Consiglio dei ministri: De Gennaro sottosegretario ai servizi segreti

Il Consiglio dei ministri, su proposta del presidente del Consiglio, “ha deliberato la nomina a sottosegretario di Stato della presidenza del Consiglio del prefetto Gianni De Gennaro, che cessa dalle funzioni di Direttore del Dis”.

A darne conferma è il comunicato di Palazzo Chigi, emesso al termine del Cdm. Sempre al termine del Consiglio dei ministri, il Comitato interministeriale per la sicurezza della Repubblica ha nominato l’ambasciatore Giampiero Massolo nuovo Direttore del Dis. “Le nomine odierne di Gianni De Gennaro a Sottosegretario di Stato e di Giampiero Massolo a Direttore del Dis testimoniano la sensibilità del governo nel promuovere professionalità indiscusse e con una forte credibilità internazionale che sapranno garantire al Paese la massima efficienza ed il massimo impegno in un settore strategico come quello dell’intelligence”.

“Ho preso atto della positiva decisione del presidente del consiglio di nominare il prefetto Gianni De Gennaro Autorità delegata per la sicurezza della Repubblica e della sua sostituzione, nel ruolo di direttore generale del Dis, con l’ambasciatore Giampiero Massolo, la cui designazione mi è stata preventivamente comunicata ai sensi della legge 124 del 2007”. E’ quanto dichiara il presidente del Copasir, Massimo D’Alema. “Auspico -sottolinea D’Alema- che le scelte compiute consentano la prosecuzione di quella collaborazione che ha caratterizzato in questa legislatura i rapporti tra Parlamento e governo nella delicata materia della sicurezza nazionale e dell’intelligence”.

“Il governo Monti si conferma governo dei poteri forti, nominando sottosegretario l’uomo della repressione impunita della mattanza dei giorni del G8 di Genova – afferma Paolo Ferrero segretario nazionale di Rifondazione comunista – Così adesso – aggiunge – al governo non vi sono solo gli uomini della finanza internazionale che al G8 contestavamo, ma anche chi materialmente ha organizzato la repressione del movimento e infranto la legalità Costituzionale. Non si puo’ dire che il governo Monti manchi di chiarezza”.

Gianni De Gennaro era capo della Polizia durante il G8 di Genova, nel luglio 2001. Nel processo per l’irruzione alla scuola Diaz, per lui, nell’aprile 2008 viene richiesto il rinvio a giudizio per istigazione alla falsa testimonianza.
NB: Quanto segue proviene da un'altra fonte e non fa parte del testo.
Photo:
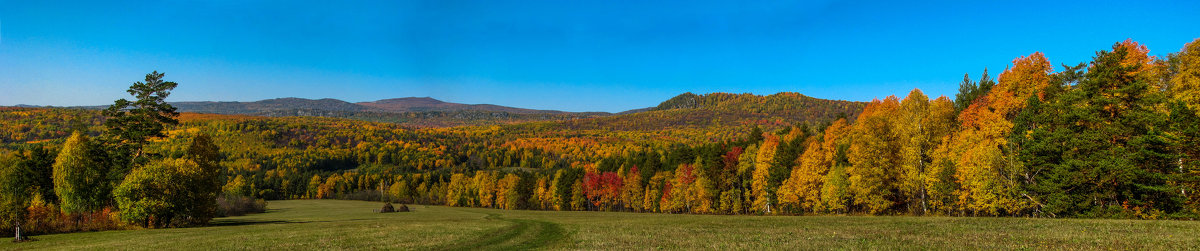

Il 1 luglio 2009 il pm chiede che gli siano attribuiti due anni di reclusione per istigazione alla falsa testimonianza, cioè per pressioni sull’ex questore affinché dichiarasse il falso sugli eventi alla scuola Diaz durante il G8 di Genova, per cui in aprile dell’anno prima era stato chiesto il rinvio. L’8 ottobre 2009 nella sentenza di 1º grado, De Gennaro viene assolto.

Il 17 giugno 2010 De Gennaro viene condannato in appello ad un anno e quattro mesi di reclusione per istigazione alla falsa testimonianza nei confronti dell’ex questore di Genova Francesco Colucci nel processo per l’irruzione alla Diaz del G8 nel 2001. Il 23 novembre 2011 viene infine assolto dalla Cassazione.